La forma logica è il presupposto assoluto e imprescindibile del linguaggio sensato, cioè delle proposizioni che parlano del mondo e che ci forniscono informazioni su ciò che accade nella realtà. Essa non può configurarsi e trasformarsi in oggetto di informazione perché è essa stessa l' atto dell'informazione, l'atto segnico-iconico dell'informazione.
Dunque si mostra come atto, ma non può essere detta come oggetto o come fatto, né atomico, né molecolare. Essa deve precedere il ( o essere presupposta al ) fatto, per poterlo rendere tale, cioè contenuto, detto e espresso o descritto, di una proposizione.
Questo vuol dire Wittgenstein qualificando la forma logica come "trascendentale": " la forma logica è trascendentale ". E lo è proprio nel più genuini senso kantiano del termine. La forma logica, ossia la struttura dinamica del pensiero e del linguaggio, il loro disporsi in un ordine operativo, il loro potersi articolare in modelli rappresentativi, sono l'elemento a priori senza il quale le proposizioni non possono raffigurare la realtà.
Ecco come un attento studioso tedesco di Wittgenstein sintetizza questa nozione " apiretica" della forma logica e della sua funzione nell'atto conoscitivo, evocando sullo sfondo la proposizione 6.13 del Tractatus : " possiamo applicare qui, ciò che Wittgenstein dice in altri passi sulla logica come totalità, e cioè che essa è trascendentale. Anche la forma logica è trascendentale. Essa è la condizione della possibilità che le proposizioni raffigurino la realtà (Sie ist die Bedingung der Möglichkeit dafür, daß Sätze die Wirklichkeit abbilden Könne). Questa condizione di possibilità ( dargestellt) essa stessa, afferma Wittgenstein " [3].
Sulla metafora dello " specchio", che in alcuni dei testi citati si affaccia in forma verbale ( spiegelt sich, prop. 4.121) lo studio analitico va condotto a parte, con molta acribia filologica. Anche perché proprio la metafora dello specchio potrebbe aprire un' altra prospettiva di apprendimento della nozione centrale ( nel Tractatus ) di Abbildung ( raffigurazione ) nei suoi rapporti semantici con Darstellung ( rappresentazione ? O ricostruzione ? O modello ? ) E col retrostante contesto di questo vocabolo nella teoria fisica di Hertz e di Helmholz.

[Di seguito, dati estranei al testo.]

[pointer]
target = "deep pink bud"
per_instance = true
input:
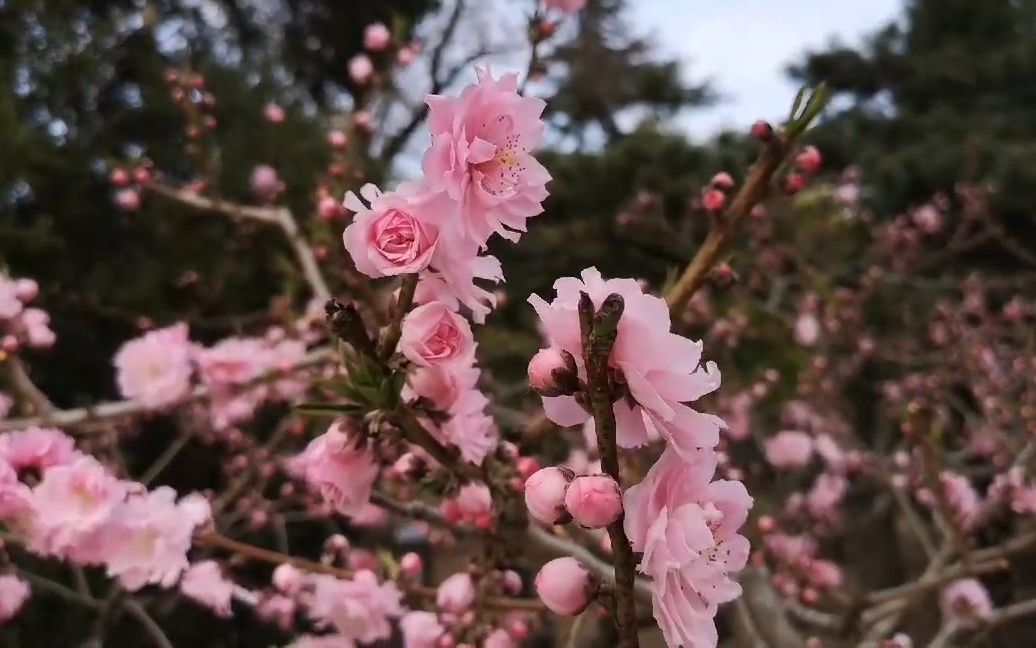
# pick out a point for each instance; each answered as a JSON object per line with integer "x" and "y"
{"x": 594, "y": 501}
{"x": 26, "y": 289}
{"x": 714, "y": 200}
{"x": 763, "y": 131}
{"x": 809, "y": 160}
{"x": 565, "y": 586}
{"x": 411, "y": 564}
{"x": 545, "y": 495}
{"x": 552, "y": 372}
{"x": 722, "y": 181}
{"x": 119, "y": 177}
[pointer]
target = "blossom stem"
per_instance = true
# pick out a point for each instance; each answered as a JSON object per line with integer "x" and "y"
{"x": 598, "y": 333}
{"x": 395, "y": 329}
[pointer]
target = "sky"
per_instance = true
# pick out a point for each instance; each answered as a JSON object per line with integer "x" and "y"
{"x": 743, "y": 47}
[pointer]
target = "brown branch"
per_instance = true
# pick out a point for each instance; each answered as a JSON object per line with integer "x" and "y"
{"x": 598, "y": 331}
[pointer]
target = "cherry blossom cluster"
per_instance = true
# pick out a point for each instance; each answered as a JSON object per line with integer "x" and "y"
{"x": 683, "y": 522}
{"x": 22, "y": 325}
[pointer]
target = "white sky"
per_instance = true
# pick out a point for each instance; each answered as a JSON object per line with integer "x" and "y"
{"x": 743, "y": 47}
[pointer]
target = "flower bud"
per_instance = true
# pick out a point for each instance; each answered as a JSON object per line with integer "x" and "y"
{"x": 809, "y": 160}
{"x": 714, "y": 200}
{"x": 565, "y": 586}
{"x": 545, "y": 495}
{"x": 552, "y": 372}
{"x": 594, "y": 501}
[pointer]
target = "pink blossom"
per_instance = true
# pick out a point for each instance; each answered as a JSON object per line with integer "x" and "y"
{"x": 155, "y": 369}
{"x": 434, "y": 335}
{"x": 547, "y": 371}
{"x": 662, "y": 370}
{"x": 594, "y": 501}
{"x": 376, "y": 37}
{"x": 394, "y": 235}
{"x": 148, "y": 537}
{"x": 545, "y": 494}
{"x": 566, "y": 6}
{"x": 205, "y": 584}
{"x": 456, "y": 593}
{"x": 274, "y": 113}
{"x": 70, "y": 504}
{"x": 966, "y": 601}
{"x": 361, "y": 68}
{"x": 421, "y": 629}
{"x": 789, "y": 449}
{"x": 36, "y": 448}
{"x": 565, "y": 586}
{"x": 481, "y": 157}
{"x": 334, "y": 466}
{"x": 360, "y": 609}
{"x": 473, "y": 504}
{"x": 13, "y": 593}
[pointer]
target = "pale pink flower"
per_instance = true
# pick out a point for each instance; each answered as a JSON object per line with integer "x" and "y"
{"x": 662, "y": 370}
{"x": 205, "y": 584}
{"x": 149, "y": 535}
{"x": 687, "y": 530}
{"x": 421, "y": 629}
{"x": 807, "y": 330}
{"x": 335, "y": 467}
{"x": 37, "y": 448}
{"x": 545, "y": 494}
{"x": 789, "y": 449}
{"x": 13, "y": 593}
{"x": 565, "y": 586}
{"x": 155, "y": 369}
{"x": 481, "y": 156}
{"x": 395, "y": 234}
{"x": 594, "y": 501}
{"x": 456, "y": 593}
{"x": 966, "y": 602}
{"x": 360, "y": 609}
{"x": 70, "y": 504}
{"x": 361, "y": 68}
{"x": 434, "y": 335}
{"x": 376, "y": 37}
{"x": 566, "y": 6}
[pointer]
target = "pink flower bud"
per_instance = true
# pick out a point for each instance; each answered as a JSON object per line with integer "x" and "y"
{"x": 119, "y": 177}
{"x": 809, "y": 160}
{"x": 127, "y": 199}
{"x": 287, "y": 579}
{"x": 552, "y": 372}
{"x": 565, "y": 586}
{"x": 594, "y": 501}
{"x": 26, "y": 289}
{"x": 722, "y": 181}
{"x": 763, "y": 131}
{"x": 545, "y": 495}
{"x": 714, "y": 200}
{"x": 411, "y": 564}
{"x": 338, "y": 140}
{"x": 274, "y": 113}
{"x": 376, "y": 37}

Qui è sufficiente condensare provvisoriamente il significato generale della metafora dello specchio, rinviando a noti studiosi per ben altri approfondimenti, anche al di là di Wittgenstein: Severino, Blumemberg , Bodei, Rorty, Valent, Tagliapietra e tanti altri.
Nella proposizione 6.13 Wittgenstein afferma in maniera perentoria: " Die Logik ist Reine Lehre, sondern ein Spiegelbild der Welt. Die Logik ist transzendental ".
Dunque: 1) Nè la logica, nè la filosofia ( = critica del linguaggio, della totalità delle proposizioni) sono dottrina: non vertono su una parte della realtà da indagare - per così dire - in proprio; 2) la logica è l'immagine speculare del mondo; cioè: il mondo è a noi conosciuto solo in quanto lo vediamo riflesso, riprodotto, ricostruito, ridisegnato, riconfigurato dentro le forme del pensiero e del linguaggio, come dentro il riquadro o la superficie riflettente dello specchio.
Qual è il senso logico immediato della metafora, il senso che ci possa aiutare a comprendere la relazione reciproca tra linguaggio ( pensiero ) e mondo ( essere ) ?
Il senso è che : il linguaggio, come lo specchio, ci restituisce la forma delle cose, non l'essenza profonda. Nella prospettiva dello specchio l'essenza non è raffigurata ; essa è mostrata , cioè è implicita come condizione di ciò che è raffigurato.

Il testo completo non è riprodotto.